Mike Jackson, AutoNation’s chairman, chief executive officer and president, highlighted other details of the company’s achievements, including its 19th consecutive quarter of double-digit year-over-year growth in earnings per share as well as its continued belief that over 17 million new vehicles will be retailed in the United States this year.
“We are pleased with how the AutoNation brand has been embraced, as well as the continued rollout of AutoNation Express and the progress of all our digital initiatives,” Jackson said. “Over 20 percent of our sales were generated through AutoNation websites for the first half of the year. The first phase of AutoNation Express, where a consumer can identify a vehicle, reserve that vehicle and put a deposit on that vehicle, was completed six months ahead of schedule. AutoNation is committed to providing transparency and delivering a peerless customer experience through initiatives such as AutoNation Express."
For a complete view of AutoNation’s second quarter results, click here.
Jackson addresses TrueCar matter
During the conference call, Jackson also provided his own explanation for why AutoNation and TrueCar went their separate ways, mentioning that TrueCar previously generated 3 percent of the dealer group's leads.
"We were operating under a contract that had acceptable terms," Jackson said. "That contract expired at the end of February, beginning of March. TrueCar had demanded in the new contract that we give them all our customer information. In (the) old contract, we gave TrueCar no customer information. This is an unprecedented demand.

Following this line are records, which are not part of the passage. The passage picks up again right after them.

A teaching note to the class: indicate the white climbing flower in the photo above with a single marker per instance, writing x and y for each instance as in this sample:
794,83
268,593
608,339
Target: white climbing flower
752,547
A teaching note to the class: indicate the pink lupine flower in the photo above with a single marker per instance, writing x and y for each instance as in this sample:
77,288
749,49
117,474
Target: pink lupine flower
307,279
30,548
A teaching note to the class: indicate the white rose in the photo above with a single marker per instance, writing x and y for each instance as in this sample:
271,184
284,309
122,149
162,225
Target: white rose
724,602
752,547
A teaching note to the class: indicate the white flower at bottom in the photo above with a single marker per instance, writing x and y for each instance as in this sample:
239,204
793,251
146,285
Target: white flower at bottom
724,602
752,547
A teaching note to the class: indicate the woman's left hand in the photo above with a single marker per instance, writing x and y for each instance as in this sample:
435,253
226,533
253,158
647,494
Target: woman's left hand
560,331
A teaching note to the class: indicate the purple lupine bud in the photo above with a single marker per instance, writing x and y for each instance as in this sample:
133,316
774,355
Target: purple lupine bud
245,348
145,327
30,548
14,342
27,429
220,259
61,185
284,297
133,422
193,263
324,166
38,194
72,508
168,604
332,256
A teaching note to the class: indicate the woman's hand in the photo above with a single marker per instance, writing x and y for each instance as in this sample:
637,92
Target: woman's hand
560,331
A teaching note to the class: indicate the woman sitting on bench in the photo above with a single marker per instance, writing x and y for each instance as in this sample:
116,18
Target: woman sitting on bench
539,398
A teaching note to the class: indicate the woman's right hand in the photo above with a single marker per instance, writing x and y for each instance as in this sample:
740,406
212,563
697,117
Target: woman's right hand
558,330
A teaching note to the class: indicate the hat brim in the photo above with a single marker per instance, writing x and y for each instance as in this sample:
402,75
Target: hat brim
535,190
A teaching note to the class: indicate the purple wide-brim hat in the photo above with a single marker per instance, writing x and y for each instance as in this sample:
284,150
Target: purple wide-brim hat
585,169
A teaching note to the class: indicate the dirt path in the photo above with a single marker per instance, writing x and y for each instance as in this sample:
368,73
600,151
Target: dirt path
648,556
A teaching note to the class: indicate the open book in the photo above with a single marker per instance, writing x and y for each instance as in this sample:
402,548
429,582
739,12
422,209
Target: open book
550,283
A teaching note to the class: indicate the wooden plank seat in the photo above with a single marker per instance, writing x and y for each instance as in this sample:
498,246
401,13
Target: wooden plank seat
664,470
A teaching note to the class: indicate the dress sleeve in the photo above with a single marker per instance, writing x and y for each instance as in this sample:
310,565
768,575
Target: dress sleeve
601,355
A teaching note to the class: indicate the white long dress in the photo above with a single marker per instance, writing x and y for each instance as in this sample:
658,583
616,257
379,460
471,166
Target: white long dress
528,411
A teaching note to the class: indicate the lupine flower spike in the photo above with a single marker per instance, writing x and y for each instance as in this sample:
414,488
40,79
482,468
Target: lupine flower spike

"I don't know what company gives 100 percent of their customer information," Jackson continued. "I think it also, if we said yes, definitely would have created privacy issues that would have been cumbersome for us to implement."
Jackson went on to say that he believes his company's brand is strong enough to push forward without the leads generated by TrueCar.
"We think our brand is strong enough, our digital capabilities are strong enough that we will be fine," Jackson said. "And TrueCar is now in our rearview mirror."